Hacking Opportunities

One aspect of GDPR that is on the minds of C-level managers is the potential fines that can be levied due to a company’s lack of due diligence pertaining to the prevention or reaction to a data breach of third party personal data.  Under GDPR, companies can be fined as much as 4% of annual global turnover or €20 Million (whichever is greater) for the most serious infringements.  A lower tier levies a fine of 2% for lesser infractions.  While the public at large feels that such fines should be substantial in order to motivate companies to take their obligations to protect personal data seriously, the mammoth scale of these potential fines opens the door of opportunity for the hacking community.

Companies will be encouraged to conduct regular penetration tests by experienced white hackers who can provide insight into how a malicious perpetrator could breach their data storage infrastructure.  On the other end of the spectrum, hackers with malevolent intentions will recognize the opportunity to target GDPR compliant companies.  Hackers will breach companies to confiscate data only to charge management an extortion fee to hide the breach rather than frisk punitive fines that could escalate into the tens of millions of dollars.  Just like with ransomware, cybercriminals will figure out the sweet spot at which companies will willingly pay the hush money. 

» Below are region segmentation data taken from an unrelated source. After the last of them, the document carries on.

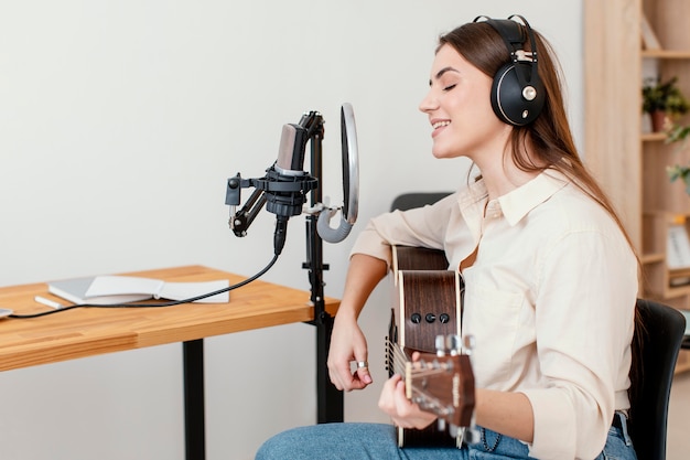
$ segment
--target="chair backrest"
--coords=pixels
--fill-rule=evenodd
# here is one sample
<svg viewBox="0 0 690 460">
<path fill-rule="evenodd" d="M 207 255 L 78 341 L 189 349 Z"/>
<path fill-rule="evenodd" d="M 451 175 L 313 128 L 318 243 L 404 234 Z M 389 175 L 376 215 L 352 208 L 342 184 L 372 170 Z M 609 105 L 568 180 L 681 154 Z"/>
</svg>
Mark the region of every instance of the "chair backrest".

Imagine the potential fines concerning breaches we have witnessed in recent years such as Equifax and Yahoo.  We have also seen companies like Uber work cooperatively with hackers in order to cover up the breach and make it go away.

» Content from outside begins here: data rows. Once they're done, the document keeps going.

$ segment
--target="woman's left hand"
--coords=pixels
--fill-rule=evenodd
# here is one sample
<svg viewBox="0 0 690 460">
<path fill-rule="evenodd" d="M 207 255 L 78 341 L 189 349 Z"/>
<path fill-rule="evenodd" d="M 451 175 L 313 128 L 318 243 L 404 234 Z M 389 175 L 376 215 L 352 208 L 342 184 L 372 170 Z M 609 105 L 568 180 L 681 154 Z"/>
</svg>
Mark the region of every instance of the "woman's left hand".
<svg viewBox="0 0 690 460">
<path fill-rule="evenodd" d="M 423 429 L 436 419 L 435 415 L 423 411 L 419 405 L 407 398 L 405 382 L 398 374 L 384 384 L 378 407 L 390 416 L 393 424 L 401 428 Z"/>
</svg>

The Uber hack is the perfect example of how hackers could operate under GDPR. The hackers blackmailed Uber, it’s reported Uber paid  £750,000  – which saw the data of over 57 million customers stolen – kept a secret. Under GDPR Uber would have breached the regulations. A lot of the media attention around GDPR has focused on the potential fines – 2-4% of global turnover,  but less so on the strict reporting requirements set out by the ICO. The potential opportunity of hackers to attempt these types of quick payoffs will prove very enticing.

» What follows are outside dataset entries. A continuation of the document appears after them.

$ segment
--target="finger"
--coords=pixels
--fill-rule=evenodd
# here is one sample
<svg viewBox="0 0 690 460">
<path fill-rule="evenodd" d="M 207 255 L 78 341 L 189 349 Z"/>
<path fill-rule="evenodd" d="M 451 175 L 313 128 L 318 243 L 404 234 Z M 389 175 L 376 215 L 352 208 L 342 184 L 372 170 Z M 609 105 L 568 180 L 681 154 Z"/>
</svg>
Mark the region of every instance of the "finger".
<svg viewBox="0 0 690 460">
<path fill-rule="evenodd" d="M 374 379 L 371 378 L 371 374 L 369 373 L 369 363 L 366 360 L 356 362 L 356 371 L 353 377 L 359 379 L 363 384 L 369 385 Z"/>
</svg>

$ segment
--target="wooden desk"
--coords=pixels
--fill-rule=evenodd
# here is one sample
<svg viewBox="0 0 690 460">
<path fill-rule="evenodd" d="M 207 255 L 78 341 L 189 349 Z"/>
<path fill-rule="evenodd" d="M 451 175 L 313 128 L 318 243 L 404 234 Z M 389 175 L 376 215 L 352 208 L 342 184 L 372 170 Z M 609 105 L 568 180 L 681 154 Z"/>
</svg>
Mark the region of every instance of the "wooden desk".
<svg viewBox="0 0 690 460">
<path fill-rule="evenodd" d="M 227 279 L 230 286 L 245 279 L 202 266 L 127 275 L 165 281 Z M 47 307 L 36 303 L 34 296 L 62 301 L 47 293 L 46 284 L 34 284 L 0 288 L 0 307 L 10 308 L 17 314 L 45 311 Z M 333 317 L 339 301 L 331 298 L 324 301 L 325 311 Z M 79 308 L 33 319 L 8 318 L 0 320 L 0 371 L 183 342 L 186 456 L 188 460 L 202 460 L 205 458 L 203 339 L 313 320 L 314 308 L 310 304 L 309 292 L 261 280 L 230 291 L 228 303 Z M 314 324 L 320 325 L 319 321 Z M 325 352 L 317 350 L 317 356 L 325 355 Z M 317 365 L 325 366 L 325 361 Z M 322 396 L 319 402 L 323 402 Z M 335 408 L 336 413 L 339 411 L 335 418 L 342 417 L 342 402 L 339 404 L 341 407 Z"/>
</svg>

Multi-Layered Security is the Answer

No company can protect their data from every possible attack nor can they guarantee the security of their hosted data.  What they can do is to perform their due diligence to implement a multi-layer security plan including the vital DNS layer of protection to combat likely attacks.  Two of the most effective tools in an enterprise security arsenal are email and web content filtering solutions.  Email continues to be the primary deployment method for hackers to launch their sinister attacks to penetrate a targeted enterprise.  The web is a close second with hackers hosting their own malware deployment sites or damaging infecting legitimate sites with malicious code.  A robust enterprise-grade firewall is essential along with activated local firewalls on all of your devices, which are protected with some sort of endpoint security solution.

Opportunities present themselves in many forms.  Both cybersecurity professionals and hackers alike will find potential rewards with GDPR.